Sure they sometimes point to the mason or the butcher and declare them sick, though no one really thought they seemed so before, but if the doctor says so... The leeches are applied. The medicines are ingested. Most come back, albeit paler, although some do not survive the treatment.

Your father must have been very sick, and yet he never even coughed before the doctor began treating him. At his funeral, you could not help but clench your fists and think of that wretched doctor, think of his horrible mask. After a few drinks, you slammed open the door of his tower, red faced and sputtering, "Doctor! Doctor! You killed him! You killed, my..."

There, hunched over the open jar of engorged leeches is the bird doctor, shoveling the bulbous blood-suckers into a terrible gnashing beak, below shining, inhuman eyes.


  1. What a fascinating little story piece! I've been considering the effects of more esoteric vampires in my own writing for some time now, and this only strengthens my resolve!

    I feel you on the Darkest Dungeon part.

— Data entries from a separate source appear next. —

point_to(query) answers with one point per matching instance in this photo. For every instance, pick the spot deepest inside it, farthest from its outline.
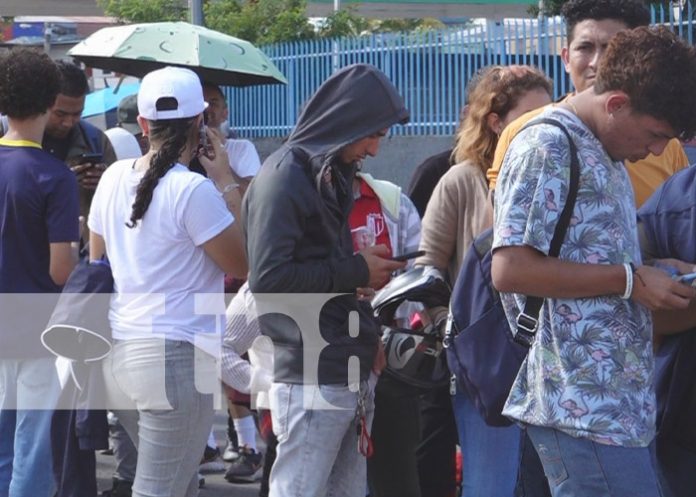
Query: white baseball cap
(181, 85)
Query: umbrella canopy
(137, 49)
(104, 100)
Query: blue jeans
(490, 455)
(29, 391)
(317, 453)
(578, 467)
(170, 419)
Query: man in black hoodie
(307, 283)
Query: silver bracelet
(229, 188)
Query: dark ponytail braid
(173, 134)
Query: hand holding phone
(687, 279)
(408, 256)
(204, 146)
(90, 158)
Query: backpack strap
(528, 319)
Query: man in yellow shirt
(590, 25)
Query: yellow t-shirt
(646, 175)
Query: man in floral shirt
(585, 390)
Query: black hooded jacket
(298, 239)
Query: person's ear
(144, 125)
(565, 57)
(616, 101)
(495, 123)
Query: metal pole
(196, 12)
(48, 32)
(335, 58)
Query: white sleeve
(241, 331)
(205, 214)
(243, 157)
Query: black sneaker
(119, 488)
(248, 468)
(211, 461)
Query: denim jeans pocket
(280, 406)
(551, 458)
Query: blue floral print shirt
(590, 371)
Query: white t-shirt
(243, 157)
(159, 266)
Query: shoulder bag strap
(528, 320)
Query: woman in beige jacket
(457, 212)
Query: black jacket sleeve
(287, 250)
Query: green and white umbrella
(137, 49)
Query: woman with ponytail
(170, 235)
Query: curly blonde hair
(497, 90)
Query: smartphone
(90, 158)
(409, 255)
(204, 146)
(687, 279)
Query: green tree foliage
(262, 21)
(551, 8)
(146, 10)
(259, 21)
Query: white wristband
(229, 188)
(629, 281)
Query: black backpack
(483, 355)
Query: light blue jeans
(578, 467)
(170, 420)
(317, 453)
(490, 455)
(29, 391)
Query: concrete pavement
(215, 483)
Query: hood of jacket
(355, 102)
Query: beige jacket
(456, 214)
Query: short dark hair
(657, 70)
(73, 82)
(212, 86)
(29, 83)
(632, 13)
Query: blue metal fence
(430, 69)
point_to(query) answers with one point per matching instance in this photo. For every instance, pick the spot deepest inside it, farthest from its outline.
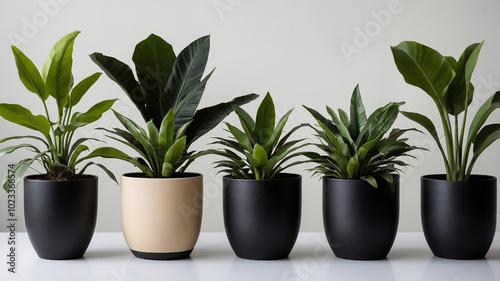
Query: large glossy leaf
(93, 114)
(207, 118)
(186, 75)
(424, 67)
(358, 114)
(19, 170)
(121, 74)
(22, 116)
(265, 120)
(29, 74)
(460, 91)
(59, 44)
(59, 78)
(154, 59)
(428, 125)
(81, 88)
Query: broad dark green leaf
(121, 74)
(207, 118)
(19, 115)
(154, 59)
(186, 75)
(29, 74)
(260, 155)
(482, 115)
(460, 91)
(265, 120)
(59, 78)
(81, 88)
(358, 114)
(425, 68)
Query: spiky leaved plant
(258, 152)
(356, 146)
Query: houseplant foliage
(356, 146)
(167, 92)
(448, 82)
(57, 150)
(261, 203)
(259, 151)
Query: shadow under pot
(60, 216)
(262, 217)
(459, 217)
(360, 221)
(161, 217)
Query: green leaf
(122, 75)
(186, 76)
(485, 137)
(358, 114)
(482, 115)
(113, 153)
(29, 74)
(460, 91)
(74, 157)
(59, 78)
(10, 149)
(19, 115)
(265, 120)
(260, 155)
(154, 59)
(207, 118)
(371, 180)
(92, 115)
(425, 68)
(81, 88)
(19, 170)
(166, 133)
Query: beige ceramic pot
(161, 217)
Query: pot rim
(442, 178)
(287, 176)
(140, 176)
(88, 177)
(355, 180)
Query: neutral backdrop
(303, 52)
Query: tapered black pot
(459, 217)
(60, 216)
(360, 221)
(262, 217)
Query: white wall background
(291, 48)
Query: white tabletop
(109, 259)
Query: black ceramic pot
(360, 221)
(459, 217)
(262, 217)
(60, 216)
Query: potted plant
(162, 204)
(261, 203)
(359, 165)
(458, 207)
(60, 205)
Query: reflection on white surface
(109, 259)
(438, 269)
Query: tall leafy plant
(167, 92)
(57, 151)
(358, 147)
(448, 82)
(259, 151)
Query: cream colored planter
(161, 217)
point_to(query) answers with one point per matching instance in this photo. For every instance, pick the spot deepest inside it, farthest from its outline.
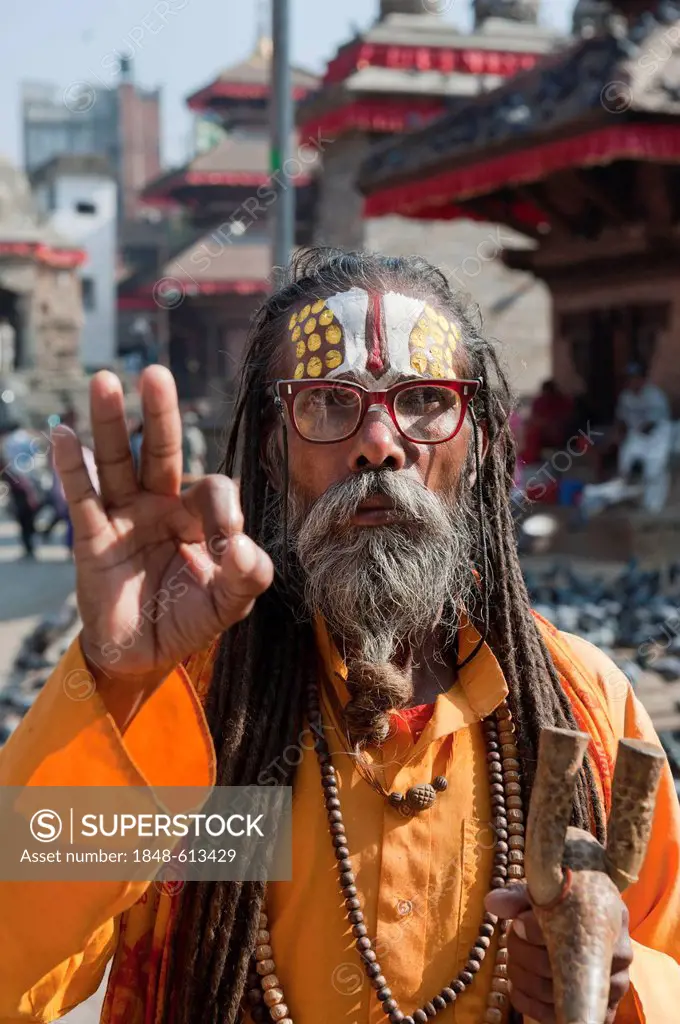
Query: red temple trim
(444, 59)
(142, 297)
(235, 90)
(228, 179)
(382, 116)
(425, 196)
(64, 259)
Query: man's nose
(377, 444)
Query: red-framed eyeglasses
(426, 412)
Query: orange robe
(422, 880)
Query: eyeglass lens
(423, 412)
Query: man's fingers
(85, 509)
(214, 501)
(619, 986)
(112, 446)
(246, 571)
(508, 902)
(532, 1009)
(530, 957)
(162, 443)
(533, 985)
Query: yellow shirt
(422, 881)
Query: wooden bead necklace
(265, 994)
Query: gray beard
(381, 589)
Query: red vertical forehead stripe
(376, 336)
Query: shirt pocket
(477, 845)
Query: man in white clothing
(643, 415)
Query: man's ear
(271, 455)
(482, 441)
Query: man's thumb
(509, 902)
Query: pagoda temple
(218, 269)
(407, 71)
(580, 156)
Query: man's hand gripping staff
(569, 957)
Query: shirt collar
(479, 689)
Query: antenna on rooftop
(263, 44)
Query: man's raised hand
(159, 573)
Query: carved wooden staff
(574, 882)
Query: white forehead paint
(382, 335)
(400, 315)
(350, 309)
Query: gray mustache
(410, 498)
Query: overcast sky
(177, 44)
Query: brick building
(217, 267)
(582, 157)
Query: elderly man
(365, 582)
(643, 417)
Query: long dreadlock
(255, 707)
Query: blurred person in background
(7, 346)
(17, 471)
(548, 422)
(644, 428)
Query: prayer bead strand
(265, 993)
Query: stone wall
(515, 306)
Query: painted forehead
(375, 333)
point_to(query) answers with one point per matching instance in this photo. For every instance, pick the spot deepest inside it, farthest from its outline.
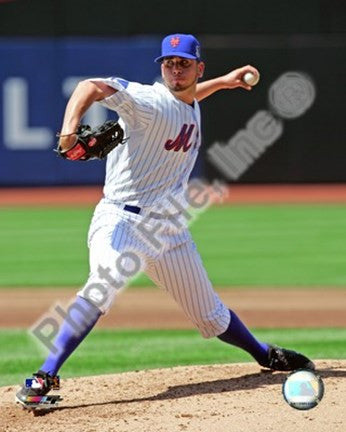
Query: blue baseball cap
(180, 45)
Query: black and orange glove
(94, 143)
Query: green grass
(281, 245)
(109, 351)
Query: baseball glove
(93, 143)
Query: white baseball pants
(119, 249)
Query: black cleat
(282, 359)
(33, 392)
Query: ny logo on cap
(175, 41)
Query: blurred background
(46, 46)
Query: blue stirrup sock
(237, 334)
(82, 316)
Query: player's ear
(200, 69)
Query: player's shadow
(244, 382)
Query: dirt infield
(218, 398)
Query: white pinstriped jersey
(164, 138)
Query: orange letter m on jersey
(182, 139)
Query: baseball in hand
(250, 78)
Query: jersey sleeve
(133, 101)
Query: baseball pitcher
(140, 223)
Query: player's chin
(179, 86)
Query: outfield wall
(44, 51)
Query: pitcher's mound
(218, 398)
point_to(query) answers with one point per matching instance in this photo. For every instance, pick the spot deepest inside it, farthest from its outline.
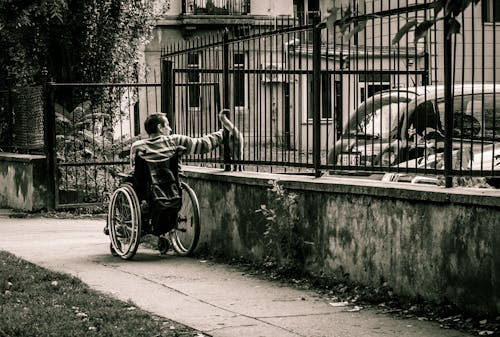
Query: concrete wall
(422, 240)
(23, 181)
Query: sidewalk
(213, 298)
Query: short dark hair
(151, 123)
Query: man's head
(157, 123)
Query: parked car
(405, 127)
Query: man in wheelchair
(155, 166)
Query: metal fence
(311, 99)
(308, 100)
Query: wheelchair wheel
(186, 234)
(124, 221)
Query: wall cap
(358, 186)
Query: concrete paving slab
(216, 299)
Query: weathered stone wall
(422, 240)
(23, 182)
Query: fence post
(10, 136)
(225, 93)
(448, 106)
(167, 91)
(316, 89)
(50, 143)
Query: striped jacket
(161, 148)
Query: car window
(379, 114)
(475, 116)
(491, 116)
(424, 117)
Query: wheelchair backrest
(156, 172)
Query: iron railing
(307, 98)
(216, 7)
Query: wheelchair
(153, 200)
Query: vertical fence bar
(167, 91)
(448, 114)
(225, 94)
(50, 143)
(316, 91)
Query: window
(326, 96)
(491, 11)
(372, 83)
(239, 80)
(193, 81)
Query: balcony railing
(216, 7)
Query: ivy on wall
(74, 40)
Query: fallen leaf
(355, 309)
(338, 304)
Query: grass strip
(38, 302)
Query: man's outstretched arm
(200, 145)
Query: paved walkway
(213, 298)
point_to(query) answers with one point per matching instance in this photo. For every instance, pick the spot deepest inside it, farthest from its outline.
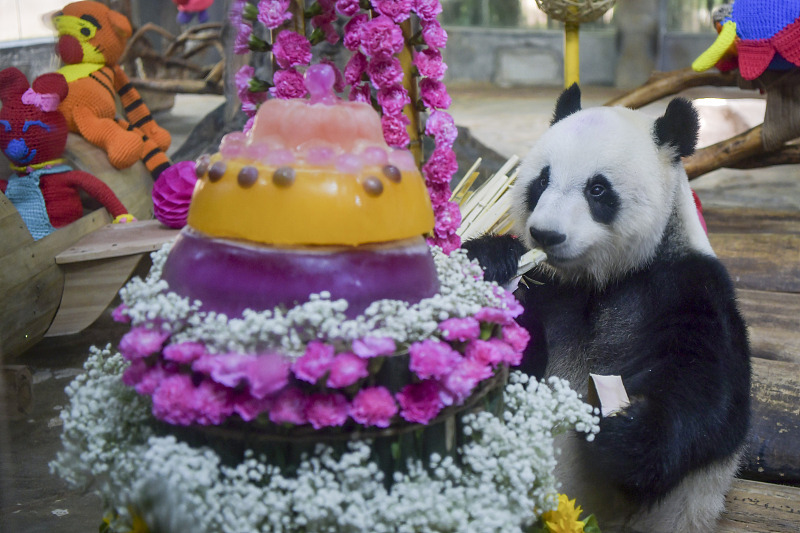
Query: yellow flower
(565, 518)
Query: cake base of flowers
(402, 418)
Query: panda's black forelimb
(498, 256)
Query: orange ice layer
(320, 207)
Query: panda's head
(601, 187)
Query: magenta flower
(397, 10)
(184, 352)
(289, 407)
(352, 31)
(516, 336)
(360, 93)
(441, 165)
(120, 314)
(267, 374)
(460, 329)
(394, 130)
(141, 342)
(385, 72)
(380, 37)
(288, 84)
(429, 63)
(434, 94)
(314, 363)
(291, 49)
(464, 378)
(356, 66)
(427, 10)
(369, 347)
(326, 410)
(174, 402)
(433, 34)
(346, 369)
(373, 406)
(441, 126)
(393, 99)
(273, 13)
(420, 402)
(348, 8)
(432, 359)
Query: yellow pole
(572, 61)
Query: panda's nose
(547, 238)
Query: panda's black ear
(678, 128)
(568, 103)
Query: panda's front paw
(498, 255)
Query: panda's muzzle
(547, 238)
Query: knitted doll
(33, 134)
(188, 8)
(91, 40)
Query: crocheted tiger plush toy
(91, 40)
(33, 134)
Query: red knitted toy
(91, 40)
(33, 134)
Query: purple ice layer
(229, 277)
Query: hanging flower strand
(374, 73)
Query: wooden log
(755, 507)
(773, 323)
(773, 452)
(662, 84)
(760, 261)
(16, 391)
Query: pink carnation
(369, 347)
(291, 49)
(174, 402)
(394, 130)
(314, 363)
(433, 34)
(420, 402)
(463, 380)
(432, 359)
(346, 369)
(516, 336)
(427, 10)
(267, 374)
(356, 66)
(289, 407)
(184, 352)
(348, 8)
(429, 63)
(380, 37)
(273, 13)
(120, 314)
(385, 72)
(460, 329)
(326, 410)
(141, 342)
(441, 126)
(352, 31)
(288, 84)
(397, 10)
(373, 406)
(434, 94)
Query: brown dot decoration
(216, 171)
(283, 176)
(392, 173)
(201, 165)
(247, 176)
(373, 186)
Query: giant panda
(630, 287)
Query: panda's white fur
(631, 287)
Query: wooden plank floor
(762, 252)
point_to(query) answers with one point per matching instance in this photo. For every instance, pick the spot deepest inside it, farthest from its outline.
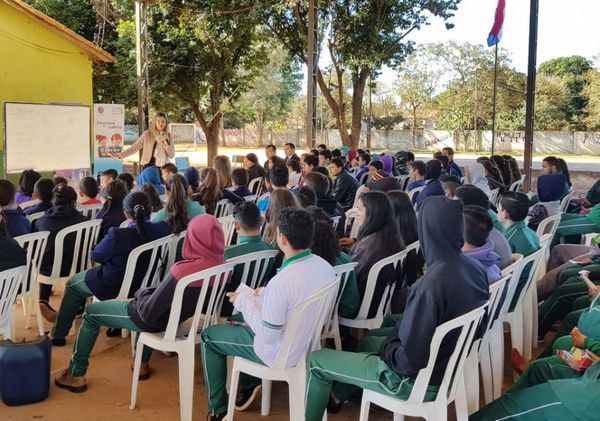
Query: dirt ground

It's too cool to be left alone!

  2. I like the Petromyres, taking that more symbolic approach. Also, Vampires are often thematically intertwined with romance and sexuality, so it makes sense. The Ticks was also a clever idea though. They're all awesome! For those interested, a long time ago I did a big table of alternative Vampires of my own :): https://weirdwonderfulworlds.blogspot.com/2018/09/vampires.html

    1. Well with the Petromyre I guess it's described in a way that decouples love and romance or sexuality, but I think it would be interesting to explore that element of it as well.

    2. There is kind of a psycho-sexual thing going on there but, to me, it is more about perverted love in the parental or even Attachment way. It is misplaced love that eats and eats until nothing is left. The thing about the Petromyre that I alluded to but didn't actually say is that it isn't sentient. It really is just an animal that has mastered the ability to cause human affection either through some psychic or chemical means.

    3. Oh I like that touch, that adds a layer of grotesqueness to it. Like, it's existence almost challenges the notion of love or at least love as perceived through consciousness as some kind of spiritual or holy thing in the universe; even if you believe that to be true or it is true within the setting, its existence challenges that notion in an interesting way.